This shift of attention from the production of poetry towards the figure—the body—of the poet was of course not accidental for Prigov. Thanks to his professional training Prigov was a sculptor. And during Soviet times he made his living by producing monumental sculptures in public spaces. This kind of activity unavoidably leads to the following question: How might one become a sculpture, a monument—instead of merely producing sculptures and monuments? Undoubtedly, poetic recital is the most obvious form of self-sculpturization, or self-monumentalization: the poet positions himself in the center of a public space and is seen by the people from all sides, as Prigov notes in one of his poems. In his poetic texts, Prigov often refers to the monument of Pushkin in Moscow. Nor could he overlook the monument to Mayakovsky in one of the squares of central Moscow where poetic readings took place during the 1950s and ’60s. The public success of poetry readings by Yevgeny Yevtushenko, Andrei Voznesensky, or Bella Akhmadulina that took place in the late 1950s and ’60s brought the figures of contemporary poets into the public arena. However, in the 1970s the voice and figure of the poet were seen as less relevant than the poetic texts. Poets such as Joseph Brodsky in particular created an abstruse type of poetry that had to be read from the page to be really enjoyed. Only a reader—and not a listener—could play with the many levels of meaning that this poetry suggested.

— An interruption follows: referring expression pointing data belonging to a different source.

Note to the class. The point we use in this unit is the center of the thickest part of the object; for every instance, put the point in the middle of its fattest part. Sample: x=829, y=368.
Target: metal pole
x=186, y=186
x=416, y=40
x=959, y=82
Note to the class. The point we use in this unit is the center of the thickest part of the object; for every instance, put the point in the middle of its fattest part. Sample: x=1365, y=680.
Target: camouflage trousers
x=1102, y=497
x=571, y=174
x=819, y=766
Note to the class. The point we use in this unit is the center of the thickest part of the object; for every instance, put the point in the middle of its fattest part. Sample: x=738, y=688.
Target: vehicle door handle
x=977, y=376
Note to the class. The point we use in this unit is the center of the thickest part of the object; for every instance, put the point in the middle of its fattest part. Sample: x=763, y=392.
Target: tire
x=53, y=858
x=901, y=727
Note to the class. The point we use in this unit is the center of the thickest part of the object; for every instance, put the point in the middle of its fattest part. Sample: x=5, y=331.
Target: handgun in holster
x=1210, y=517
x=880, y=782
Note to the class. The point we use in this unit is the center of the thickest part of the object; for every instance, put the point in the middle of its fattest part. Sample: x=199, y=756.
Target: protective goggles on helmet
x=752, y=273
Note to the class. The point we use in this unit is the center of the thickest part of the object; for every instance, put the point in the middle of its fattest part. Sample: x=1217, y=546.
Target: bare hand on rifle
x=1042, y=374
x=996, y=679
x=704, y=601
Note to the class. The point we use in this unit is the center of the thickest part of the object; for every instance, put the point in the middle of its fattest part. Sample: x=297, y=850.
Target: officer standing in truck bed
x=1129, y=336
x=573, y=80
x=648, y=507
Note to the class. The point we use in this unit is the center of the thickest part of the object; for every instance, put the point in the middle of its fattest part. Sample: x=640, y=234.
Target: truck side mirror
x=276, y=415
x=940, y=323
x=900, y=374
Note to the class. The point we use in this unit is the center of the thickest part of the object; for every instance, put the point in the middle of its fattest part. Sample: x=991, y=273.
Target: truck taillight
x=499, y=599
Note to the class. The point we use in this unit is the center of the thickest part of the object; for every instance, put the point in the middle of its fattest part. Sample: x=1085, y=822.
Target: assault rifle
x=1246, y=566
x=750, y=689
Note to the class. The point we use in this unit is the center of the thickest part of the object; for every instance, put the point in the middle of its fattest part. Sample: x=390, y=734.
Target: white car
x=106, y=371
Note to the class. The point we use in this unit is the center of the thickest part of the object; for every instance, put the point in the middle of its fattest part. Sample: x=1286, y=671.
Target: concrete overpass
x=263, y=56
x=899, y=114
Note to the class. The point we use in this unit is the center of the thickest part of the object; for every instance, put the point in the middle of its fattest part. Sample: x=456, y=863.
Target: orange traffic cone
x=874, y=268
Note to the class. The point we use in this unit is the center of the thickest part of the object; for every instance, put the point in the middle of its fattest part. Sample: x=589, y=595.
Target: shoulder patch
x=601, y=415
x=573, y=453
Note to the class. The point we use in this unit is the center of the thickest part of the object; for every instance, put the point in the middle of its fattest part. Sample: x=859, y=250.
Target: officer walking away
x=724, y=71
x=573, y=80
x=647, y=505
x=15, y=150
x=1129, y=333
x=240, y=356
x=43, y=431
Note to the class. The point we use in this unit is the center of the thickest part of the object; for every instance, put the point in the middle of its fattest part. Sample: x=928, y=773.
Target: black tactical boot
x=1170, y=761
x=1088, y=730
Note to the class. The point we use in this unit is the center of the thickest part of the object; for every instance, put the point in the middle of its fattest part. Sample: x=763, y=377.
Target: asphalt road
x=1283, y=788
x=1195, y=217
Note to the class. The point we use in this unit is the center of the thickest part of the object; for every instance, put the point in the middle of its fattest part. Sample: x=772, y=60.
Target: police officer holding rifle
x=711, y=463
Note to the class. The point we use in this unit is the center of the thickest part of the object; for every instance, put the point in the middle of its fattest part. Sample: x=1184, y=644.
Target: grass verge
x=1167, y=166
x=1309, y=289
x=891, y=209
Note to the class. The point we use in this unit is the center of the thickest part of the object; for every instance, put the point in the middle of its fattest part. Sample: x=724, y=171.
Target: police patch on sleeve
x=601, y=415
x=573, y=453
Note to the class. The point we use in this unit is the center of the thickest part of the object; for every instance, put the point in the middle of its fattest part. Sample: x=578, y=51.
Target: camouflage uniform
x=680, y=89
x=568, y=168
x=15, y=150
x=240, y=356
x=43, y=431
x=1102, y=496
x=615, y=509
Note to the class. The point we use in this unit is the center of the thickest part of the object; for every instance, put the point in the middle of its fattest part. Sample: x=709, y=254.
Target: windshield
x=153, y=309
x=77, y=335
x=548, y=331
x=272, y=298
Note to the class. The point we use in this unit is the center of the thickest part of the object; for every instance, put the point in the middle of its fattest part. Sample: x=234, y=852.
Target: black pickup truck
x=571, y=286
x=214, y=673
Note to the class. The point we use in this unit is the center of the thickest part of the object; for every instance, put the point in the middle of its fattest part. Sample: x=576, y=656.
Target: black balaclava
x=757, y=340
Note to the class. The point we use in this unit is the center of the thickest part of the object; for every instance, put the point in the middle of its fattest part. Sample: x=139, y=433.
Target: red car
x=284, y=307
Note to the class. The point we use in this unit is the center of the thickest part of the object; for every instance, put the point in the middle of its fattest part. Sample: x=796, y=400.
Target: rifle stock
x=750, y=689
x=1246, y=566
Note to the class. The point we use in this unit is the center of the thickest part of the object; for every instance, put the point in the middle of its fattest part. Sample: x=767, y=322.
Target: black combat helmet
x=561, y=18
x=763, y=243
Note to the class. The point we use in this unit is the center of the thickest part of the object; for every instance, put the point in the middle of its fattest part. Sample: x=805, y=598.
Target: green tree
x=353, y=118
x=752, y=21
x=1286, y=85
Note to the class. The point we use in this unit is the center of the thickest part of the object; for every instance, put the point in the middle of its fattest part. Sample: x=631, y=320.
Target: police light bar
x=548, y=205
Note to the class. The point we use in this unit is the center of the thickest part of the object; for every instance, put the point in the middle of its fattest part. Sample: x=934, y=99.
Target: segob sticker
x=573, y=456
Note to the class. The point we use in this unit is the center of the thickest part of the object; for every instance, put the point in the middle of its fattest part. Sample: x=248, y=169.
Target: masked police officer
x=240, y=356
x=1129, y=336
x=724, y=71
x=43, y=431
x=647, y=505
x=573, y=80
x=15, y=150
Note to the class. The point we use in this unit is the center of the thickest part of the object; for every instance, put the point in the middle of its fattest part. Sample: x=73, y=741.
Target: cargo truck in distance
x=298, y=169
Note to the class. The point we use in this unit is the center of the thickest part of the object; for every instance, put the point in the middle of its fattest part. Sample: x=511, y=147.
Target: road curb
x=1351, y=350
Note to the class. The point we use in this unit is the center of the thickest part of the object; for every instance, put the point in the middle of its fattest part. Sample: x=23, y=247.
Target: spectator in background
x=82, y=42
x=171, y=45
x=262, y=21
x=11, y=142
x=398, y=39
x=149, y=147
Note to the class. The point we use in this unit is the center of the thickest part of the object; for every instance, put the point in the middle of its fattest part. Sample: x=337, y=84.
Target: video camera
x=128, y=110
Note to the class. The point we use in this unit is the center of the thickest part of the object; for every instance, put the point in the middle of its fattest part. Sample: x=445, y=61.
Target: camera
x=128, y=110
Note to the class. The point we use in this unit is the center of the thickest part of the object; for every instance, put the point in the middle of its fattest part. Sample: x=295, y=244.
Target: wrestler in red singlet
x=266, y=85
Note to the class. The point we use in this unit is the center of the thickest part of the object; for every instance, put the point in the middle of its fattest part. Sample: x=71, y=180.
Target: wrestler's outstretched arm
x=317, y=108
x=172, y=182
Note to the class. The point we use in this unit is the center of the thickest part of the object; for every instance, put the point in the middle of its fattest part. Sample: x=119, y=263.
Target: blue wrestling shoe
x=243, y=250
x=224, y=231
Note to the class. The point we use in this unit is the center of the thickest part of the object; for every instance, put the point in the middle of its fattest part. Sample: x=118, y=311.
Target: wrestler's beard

In fact, Prigov saw the written word more as an image than as a text in the traditional sense of this word. He experimented with typography and used written words as elements of a textual image that was itself mute. Following Guillaume Apollinaire or also, perhaps, Ilia Zdanevich, he used typography to create image-poems. At the same time, for Prigov it was obvious that Pushkin and Mayakovsky were monumentalized primarily not because of the quality of their poetry (there were many good, deceased Russian poets who received no posthumous monuments) but because of their propensity to self-monumentalization—to exposing themselves as public figures. Prigov constantly compared himself to Pushkin—or rather he compared his own public figure to Pushkin’s. Thus, one can say that for Prigov, poetry was from the beginning inscribed into the field of visual art—and into the strategies of self-sculpturization or self-monumentalization that were designed to create the fullest possible visibility of his own figure in public space. Indeed, the scene of the perfect visibility is a recurring topos of Prigov’s poetry.